Melissa Booth and her husband, Peter Krul, left Sapelo Island, Georgia and moved to Asheville, North Carolina in 2012 after seeing how climate change was changing the barrier islands. . They chose Asheville because of its cool temperatures and abundant water supply. The couple was one of his other newcomers as the city grew 13.4% of his from 2010 to 2020. According to Zillow, home prices have risen 54% over the past five years to an average of $426,000.

Asheville will have record temperatures, but it shouldn’t be as hot as other southern towns.
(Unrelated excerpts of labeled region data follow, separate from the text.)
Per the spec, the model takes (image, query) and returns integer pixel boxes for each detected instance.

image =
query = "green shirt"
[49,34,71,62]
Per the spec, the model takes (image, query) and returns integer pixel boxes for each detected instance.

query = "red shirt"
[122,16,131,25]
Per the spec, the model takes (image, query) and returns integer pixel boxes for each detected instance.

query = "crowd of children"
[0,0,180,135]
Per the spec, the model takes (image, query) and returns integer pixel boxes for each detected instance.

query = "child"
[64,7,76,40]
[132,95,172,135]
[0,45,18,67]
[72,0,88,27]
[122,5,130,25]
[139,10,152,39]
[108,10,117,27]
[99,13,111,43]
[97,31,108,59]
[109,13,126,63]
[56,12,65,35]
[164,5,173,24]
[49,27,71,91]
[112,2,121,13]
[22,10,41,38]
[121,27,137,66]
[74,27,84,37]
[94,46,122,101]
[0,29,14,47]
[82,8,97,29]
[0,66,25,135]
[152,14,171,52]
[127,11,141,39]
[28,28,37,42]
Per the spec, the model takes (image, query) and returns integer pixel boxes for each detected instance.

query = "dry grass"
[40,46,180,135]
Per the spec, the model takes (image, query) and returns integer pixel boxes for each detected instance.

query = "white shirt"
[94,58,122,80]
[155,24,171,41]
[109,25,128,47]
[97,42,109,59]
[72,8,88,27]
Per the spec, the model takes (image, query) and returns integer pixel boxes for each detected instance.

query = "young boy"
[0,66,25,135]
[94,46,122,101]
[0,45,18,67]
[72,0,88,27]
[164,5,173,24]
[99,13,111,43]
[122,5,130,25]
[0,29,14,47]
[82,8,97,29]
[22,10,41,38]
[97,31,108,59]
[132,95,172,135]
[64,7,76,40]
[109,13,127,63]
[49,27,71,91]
NOAA’s Climate Mapping Tool estimates that in a low-emissions scenario, mountain cities will have an average of 13.6 days above 90 degrees Celsius by 2040, nearly 10 days more than in 2005. increase.

For those looking to escape the heat, moving from the North to the Midwest may be the most affordable option. is expected to exceed 7 days. The city has also seen little increase in drought, wildfire and flood risk, according to NOAA.
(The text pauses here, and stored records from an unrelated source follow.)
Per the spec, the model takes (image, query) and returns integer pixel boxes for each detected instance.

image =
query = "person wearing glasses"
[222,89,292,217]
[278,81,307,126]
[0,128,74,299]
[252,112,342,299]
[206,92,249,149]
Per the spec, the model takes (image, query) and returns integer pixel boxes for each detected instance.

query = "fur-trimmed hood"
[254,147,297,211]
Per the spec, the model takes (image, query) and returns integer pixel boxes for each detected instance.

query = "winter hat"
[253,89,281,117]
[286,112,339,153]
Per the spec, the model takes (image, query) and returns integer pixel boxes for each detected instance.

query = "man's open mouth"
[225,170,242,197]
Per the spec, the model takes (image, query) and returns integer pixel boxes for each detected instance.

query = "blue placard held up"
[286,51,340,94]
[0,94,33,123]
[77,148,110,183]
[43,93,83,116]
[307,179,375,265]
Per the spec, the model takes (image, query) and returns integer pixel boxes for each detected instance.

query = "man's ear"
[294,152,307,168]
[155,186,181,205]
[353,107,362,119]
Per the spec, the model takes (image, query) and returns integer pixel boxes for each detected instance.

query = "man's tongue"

In Duluth, which has a smaller population than it did in the 1970s, home prices have risen 44% over the past five years to $237,307 in February, according to Zillow.

People nearing retirement can do their own research to find areas that might do well from a climate perspective as well. can study exposure to current and future common climate hazards. A user can click on a story map like this one on coastal inundation, enter a city or county, and explore the data visualization. NOAA’s CMRA assessment tool allows you to view county climate projections broken down by time frame for the early, mid-, and late 20th century.

Tools provided by property climate risk assessment provider ClimateCheck and the non-profit First Street Foundation apply climate hazards to individual property situations and provide basic recommendations on how to mitigate impacts on property. Offers.

Tips for homebuyers

As a researcher nearing retirement, a few smart choices can make a difference in the resilience of your home. CoreLogic’s Botts says his biggest concern about climate change is flooding, including flash floods from heavy rainfall. He advises homebuyers to compare the height of their homes to the flood zone and look for homes where the ground floor is at least six feet above the flood zone.

Botts noted that even in cities like Houston, which experienced massive flooding after Hurricane Harvey in 2017, there was a great deal of variability.

The Kingwood neighborhood, which experienced the worst of the Harvey floods, is 48 feet above sea level, while Houston Heights remained unflooded at 59 feet.

Older homes have history and charm, while newer homes may have been built on stronger cords, such as making the roof more resilient to high winds.

If you want to know more about a particular property, talk to your local insurance agent about climate change hazards and, if possible, other property owners in the block. Be aware that protecting your investment may pinch a penny. “Insurers are increasingly offering discounts on policies that mitigate losses,” he says.